There are also no save games, no NVRAM writing, no high scores, no typical emulation type options you might expect such as dip switches (no direct manipulation of the dip switches is possible, however most Pandora's Boxes allow you to use the Edit Game function in the Options screen to change the difficulty or lives) or test buttons. This is a problem with games that feature long-term progression (NBA JAM, anybody?) but for the vast, vast majority of the games, this shouldn't be a problem. But this can be a positive just as much as a negative because it keeps your time on the Pandora's Box a very simple and quick experience. (One of the more recent Android clone Pandora's Boxes apparently does now have save state support, but this is not very widespread to my knowledge.)

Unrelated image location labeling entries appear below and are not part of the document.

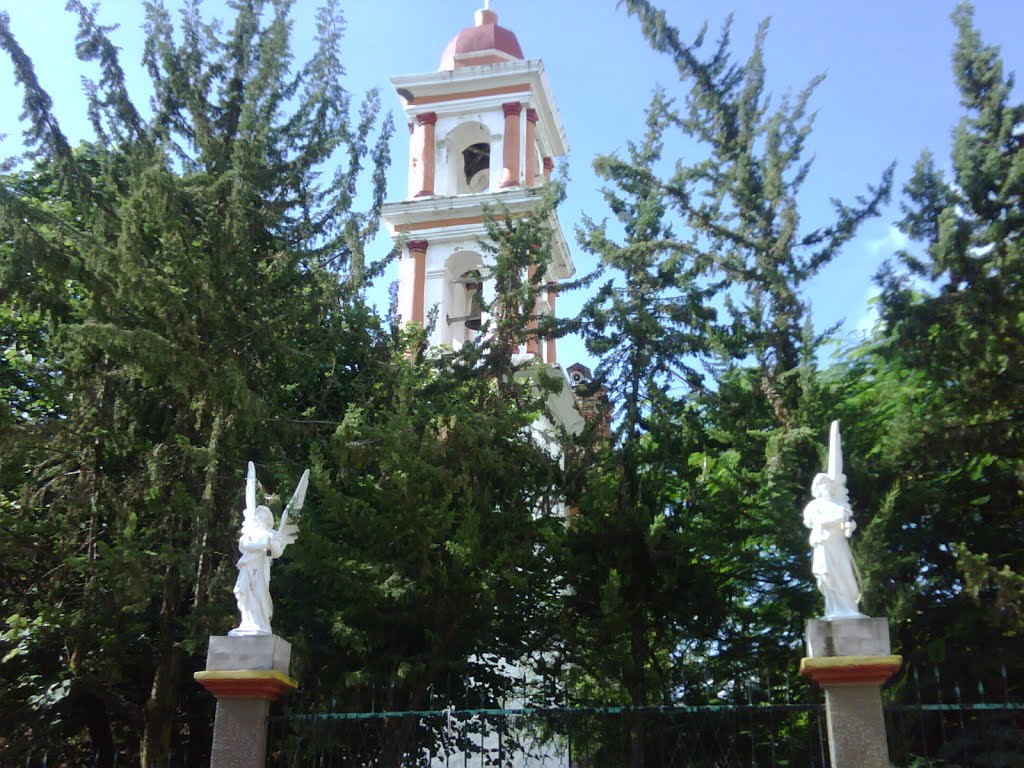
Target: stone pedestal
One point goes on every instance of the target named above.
(246, 674)
(851, 658)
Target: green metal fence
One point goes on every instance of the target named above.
(929, 723)
(707, 736)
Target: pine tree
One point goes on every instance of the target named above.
(184, 265)
(707, 348)
(953, 337)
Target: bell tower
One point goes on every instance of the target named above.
(483, 132)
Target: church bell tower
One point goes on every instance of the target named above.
(483, 132)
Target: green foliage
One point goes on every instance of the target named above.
(174, 283)
(947, 368)
(687, 552)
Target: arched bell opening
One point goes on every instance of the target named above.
(468, 148)
(464, 297)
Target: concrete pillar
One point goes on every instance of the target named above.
(418, 255)
(246, 674)
(530, 171)
(549, 166)
(510, 144)
(851, 658)
(550, 351)
(425, 144)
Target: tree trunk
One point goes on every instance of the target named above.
(160, 709)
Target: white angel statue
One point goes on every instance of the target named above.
(260, 545)
(830, 520)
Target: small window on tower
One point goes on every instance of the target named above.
(476, 166)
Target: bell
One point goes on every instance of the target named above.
(474, 320)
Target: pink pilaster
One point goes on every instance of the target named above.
(425, 139)
(530, 171)
(549, 356)
(418, 253)
(510, 156)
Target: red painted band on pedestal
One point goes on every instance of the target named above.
(267, 684)
(850, 670)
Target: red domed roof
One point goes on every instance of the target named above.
(485, 38)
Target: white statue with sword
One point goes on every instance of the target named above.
(830, 520)
(260, 544)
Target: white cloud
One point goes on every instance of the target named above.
(888, 244)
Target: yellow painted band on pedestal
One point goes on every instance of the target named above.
(826, 663)
(828, 671)
(247, 675)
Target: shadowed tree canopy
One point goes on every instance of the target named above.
(177, 282)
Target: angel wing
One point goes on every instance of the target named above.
(288, 529)
(249, 513)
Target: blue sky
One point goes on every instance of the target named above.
(888, 93)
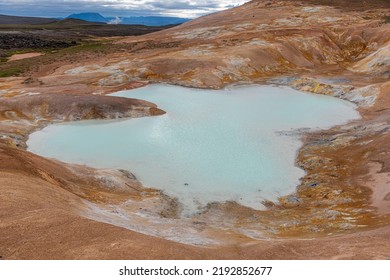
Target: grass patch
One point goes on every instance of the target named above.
(10, 72)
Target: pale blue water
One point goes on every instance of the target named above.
(223, 144)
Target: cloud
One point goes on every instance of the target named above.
(62, 8)
(116, 20)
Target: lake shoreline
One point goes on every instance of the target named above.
(287, 206)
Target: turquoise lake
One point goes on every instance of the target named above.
(212, 145)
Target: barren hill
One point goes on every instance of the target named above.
(341, 209)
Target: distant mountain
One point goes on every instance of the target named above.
(92, 17)
(5, 19)
(146, 20)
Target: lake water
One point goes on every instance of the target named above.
(210, 146)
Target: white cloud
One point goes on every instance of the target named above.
(57, 8)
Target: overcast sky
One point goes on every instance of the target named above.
(63, 8)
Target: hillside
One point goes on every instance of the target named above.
(341, 208)
(133, 20)
(91, 17)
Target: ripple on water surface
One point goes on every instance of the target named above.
(210, 146)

Look, if you're an emulation purist, these boxes aren't for you. They will likely drive you crazy with all the flaws and issues. You often might be better off getting a small NUC PC and setting everything up there, however...
...Ignorance is Bliss
If you can see past the above issues and just want something simple to set down on your living room coffee table to let your friends button mash their way through some matches of Street Fighter without thinking too much, these Pandora's Box systems can be a great fit for you. Most games run well and I find myself feeling more nostalgic when playing on one of these than I ever did with playing with frontends on PCs. You don't want to tinker and screw around, you just want something you can turn on quickly, play a few games and turn off just as quickly and that's the perfect scenario here.
If you are seeking better performance and don't mind putting in the effort, you can easily use these PB sticks on a Raspberry Pi, or even replace the Pandora's Box entirely with Retropie running on a Pi3B+. (I am currently doing exactly that with the older clone Pandora's Box 4 that I have. It's been a bit rocky and time consuming but it will be worth it in the end. I'll likely detail this in a future blog post.)
Now that you have an idea of what the Pandora's Box is, I've already started writing bits and pieces of the next blog post, mainly taking notes while taking a look at the Pandora's Box 5 and its SD card, trying to figure out what needs to be done to give us more control over the box.
I hope that this has been even mildly informative without being too dry. Let me know what you think so far.